While networking is important to HPC systems, Lenovo has to keep an eye out for alternatives when it comes to compute, too, and also keep an open mind. That means keeping an eye on Power, ARM, and maybe even future AMD Opteron processors. It doesn’t sound much like Power is something that Lenovo will pursue, although it could happen and, ironically, put Lenovo in cooperation and contention with Big Blue with its own Power systems.
“We have a lot of friends back at IBM, who stayed and are doing Power stuff,” says Tease. “But until we see clients demanding that we have to move there, we really don’t see a reason to go there.

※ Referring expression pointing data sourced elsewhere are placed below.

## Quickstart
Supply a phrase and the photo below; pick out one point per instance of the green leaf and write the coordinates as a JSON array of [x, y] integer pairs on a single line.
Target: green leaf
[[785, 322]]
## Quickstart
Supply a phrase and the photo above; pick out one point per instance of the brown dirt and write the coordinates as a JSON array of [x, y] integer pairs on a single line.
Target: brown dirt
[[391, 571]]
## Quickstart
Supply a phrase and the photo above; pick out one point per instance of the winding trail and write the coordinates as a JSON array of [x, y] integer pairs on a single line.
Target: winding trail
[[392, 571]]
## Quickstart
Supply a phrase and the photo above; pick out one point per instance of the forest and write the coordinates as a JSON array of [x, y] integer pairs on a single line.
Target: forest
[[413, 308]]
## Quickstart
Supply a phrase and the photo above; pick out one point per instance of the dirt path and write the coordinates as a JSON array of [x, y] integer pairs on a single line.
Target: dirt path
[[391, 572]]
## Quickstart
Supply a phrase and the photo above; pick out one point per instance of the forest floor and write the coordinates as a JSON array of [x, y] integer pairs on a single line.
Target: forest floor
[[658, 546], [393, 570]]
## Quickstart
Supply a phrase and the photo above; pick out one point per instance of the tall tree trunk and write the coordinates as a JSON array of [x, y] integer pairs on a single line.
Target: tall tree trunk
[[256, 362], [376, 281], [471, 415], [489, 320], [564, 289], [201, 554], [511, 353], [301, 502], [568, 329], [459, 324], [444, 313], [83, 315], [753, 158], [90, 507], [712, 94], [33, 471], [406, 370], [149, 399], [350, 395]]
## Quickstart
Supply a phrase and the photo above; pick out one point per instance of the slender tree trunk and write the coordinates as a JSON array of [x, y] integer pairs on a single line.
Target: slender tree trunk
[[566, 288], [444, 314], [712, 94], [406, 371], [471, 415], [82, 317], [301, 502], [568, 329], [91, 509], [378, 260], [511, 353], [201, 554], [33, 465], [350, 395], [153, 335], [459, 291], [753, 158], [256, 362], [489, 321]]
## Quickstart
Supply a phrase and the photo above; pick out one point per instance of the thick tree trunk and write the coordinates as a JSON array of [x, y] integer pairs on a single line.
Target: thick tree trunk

Lenovo is one of Intel’s largest customers, and there is no reason to move off that position unless we are getting pulled by customers to do it. They are a good partner for us.”
ARM is another story.
“We have two regions that are driving us to look at ARM, and one of them is Europe,” explains Tease. “It is fairly public and they want to have an indigenous processor, and they view ARM as a way to do that. There is a lot of interest in research and a lot of opportunities to do joint partnerships. With the Hartree partnership in the United Kingdom , we built an ARM-based node that fits into our NextScale HPC system. A few customers now how these and we have them running in our benchmarking center. China is another area pushing us. We have a lot of connections with the hyperscalers like Alibaba, Baidu, and Tencent, and they are pushing us very hard to look at ARM because they have a lot of workloads that are not very processor heavy but they are very storage heavy and that is an area where ARM does quite well.”
The issue that ARM faces is not so much hardware as software, although there are some hardware availability issues from both Cavium and Applied Micro, the two dominant suppliers of ARM server chips these days. They are shipping their respective ThunderX and X-Gene products now and are working on next-generation follow-ons, which will offer better performance and performance per watt, but Intel has kept the pedal to the metal with Xeons, too. Tease says that operating systems, compilers, and management tools all need to be optimized further to run better on ARM chips. “We are not seeing the performance per watt benefits that we had hoped to see with ARM at this point, but as the community builds out this ecosystem and the compilers get better, in the long term, I think ARM is going to be a player. It might take us a while to get there. It is exciting, even if it is not just around the corner.”
The one thing that Tease worries about, ironically, is that there will be too many options and the companies that make operating systems, compilers, and other parts of the HPC stack will be too distracted to optimize for all of them.
“Intel has such an advantage over Power and over ARM in that the compiler optimization tools are just not as robust,” Tease says. “I think the industry wants to see another vendor appear on the scene to be an alternative to Intel. The danger we see is that if ARM and OpenPower are competing for this investment, and we have GPUs and soon we might have FPGAs competing for it, and all of these technologies will be vying for time from these compiler companies and it is going to make it more difficult for one technology to emerge. Having OpenPower and ARM as alternatives is a great thing for our industry, but I just hope it doesn’t dilute a true secondary alternative.”
We are more hopeful in that we think what companies want is to be able to code once and deploy on Xeon, Opteron, ARM, or Power as they see fit, and fulfill the promise of open systems from decades ago. This is how Google manages its cast software infrastructure, and that allows it to have leverage and options with CPU suppliers.